Tomorrow we are putting tube heaters in and putting guards around, fitting basking shelf and ladder to get to it, placing all thermometer probes and thermostats and putting other end panel on, i am also fitting just a single light towards the bath end as i think its a little dull that end when the basking lights are on. Will post more tomorrow.


----------



## Lightbulb310 (Aug 13, 2012)

nice it's good to see someone willing to put the effort in

I would hVe sealed everything before putting any electricals or bath in. You will want to stain/seal everything inside as any water or damp will
Just rot plywood or timber in no time. All the boxing around the sink, underneath it especially. surely it's going to be very awkward now the baths stuck in place ? 

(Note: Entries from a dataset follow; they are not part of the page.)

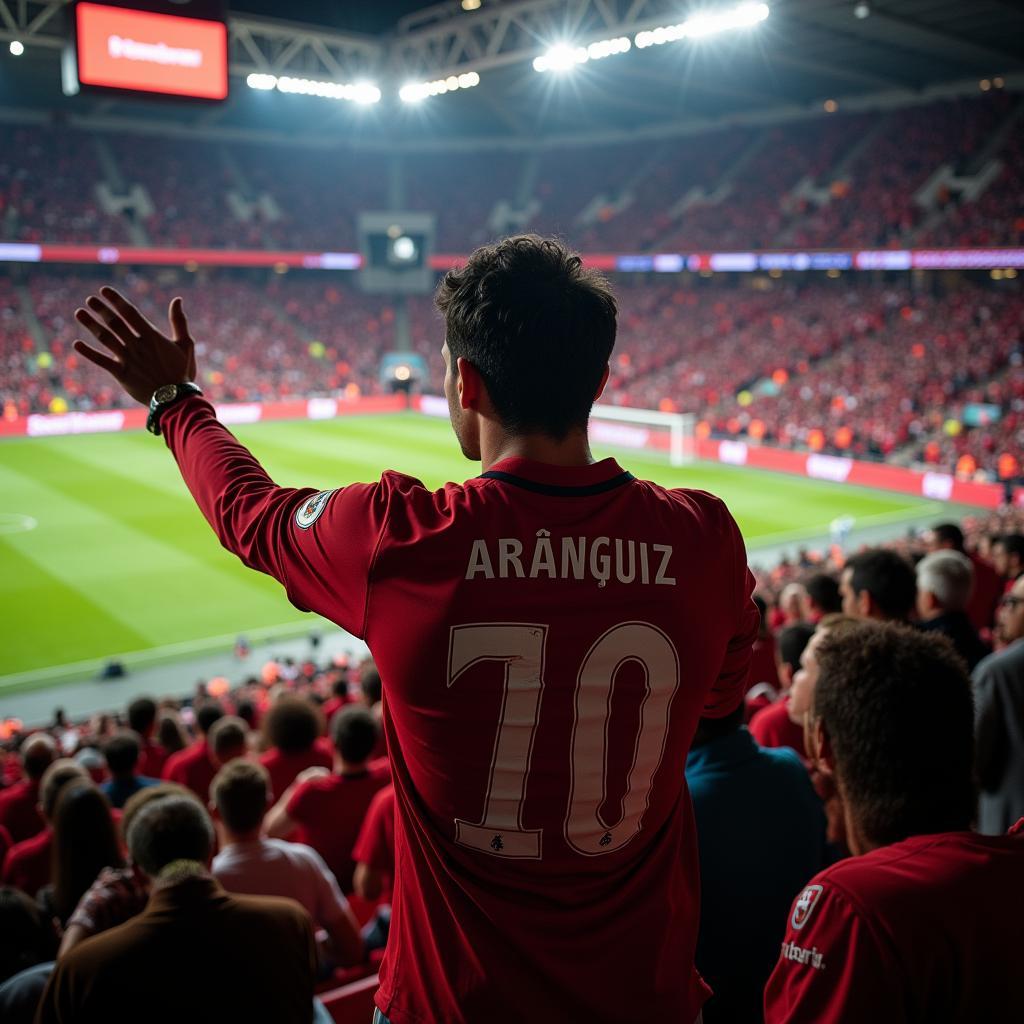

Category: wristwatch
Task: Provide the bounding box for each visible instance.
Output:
[145,381,203,437]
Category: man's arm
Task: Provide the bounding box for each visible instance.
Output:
[765,880,907,1024]
[703,502,761,718]
[75,288,388,636]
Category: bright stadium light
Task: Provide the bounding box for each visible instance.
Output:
[246,72,278,89]
[398,71,480,103]
[246,72,381,104]
[633,3,769,49]
[534,36,633,72]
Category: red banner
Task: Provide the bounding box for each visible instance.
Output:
[0,394,409,437]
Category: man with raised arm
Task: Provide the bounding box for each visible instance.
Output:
[76,237,758,1024]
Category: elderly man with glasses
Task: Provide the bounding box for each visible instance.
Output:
[973,577,1024,836]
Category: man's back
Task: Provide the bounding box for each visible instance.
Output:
[0,778,46,843]
[212,839,344,925]
[288,767,390,893]
[765,831,1024,1024]
[305,460,758,1024]
[163,736,217,802]
[686,729,825,1024]
[37,879,316,1024]
[973,640,1024,836]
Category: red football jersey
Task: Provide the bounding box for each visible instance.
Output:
[162,398,759,1024]
[0,778,46,843]
[3,825,53,899]
[765,822,1024,1024]
[285,768,391,893]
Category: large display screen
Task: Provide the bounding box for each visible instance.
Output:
[75,3,227,99]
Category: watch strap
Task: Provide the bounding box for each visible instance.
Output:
[145,381,203,437]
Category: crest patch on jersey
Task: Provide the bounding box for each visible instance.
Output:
[790,886,822,931]
[295,488,337,529]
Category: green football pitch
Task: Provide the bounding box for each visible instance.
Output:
[0,413,954,692]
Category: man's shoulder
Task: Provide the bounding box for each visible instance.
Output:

just a thought  oh and allow for airing/drying time
Mine smelled very strongly still After 10 days


----------



## mitsi (Feb 1, 2012)

*and another couple*

basking shelf in, bridge for him to climb from bathing area to basking spot in and end put on, to get in and out now i have to climb through where the glass is going,




























ive got the other tube heater to fit and put guards round them both, put all probes in as ive already drilled all the holes for them, get the glass and runners which im ordering next week, get some fake plants etc, ive sortd a big hide that im going to partially bury with the opening at an angle on top of the soil, and a few more bits before i fill it.


----------



## mitsi (Feb 1, 2012)

Lightbulb310 said:


> nice it's good to see someone willing to put the effort in
> 
> I would hVe sealed everything before putting any electricals or bath in. You will want to stain/seal everything inside as any water or damp will
> Just rot plywood or timber in no time. All the boxing around the sink, underneath it especially. surely it's going to be very awkward now the baths stuck in place ?
> ...


 
wood was all waterproofed before being put together as were the boards around the bath, this was all done before i started putting it together, made it easier that way. the bath can be lifted out if neccessary for any plumbing problems that may occur in the future, i have tried to think of every eventuality to keep disturbance to a minimum if any problems arise.


----------



## mitsi (Feb 1, 2012)

*its finished*

all done just waiting for a couple of days for temps to settle then my bosc pedro will be in his new home. Heres pics of it all done.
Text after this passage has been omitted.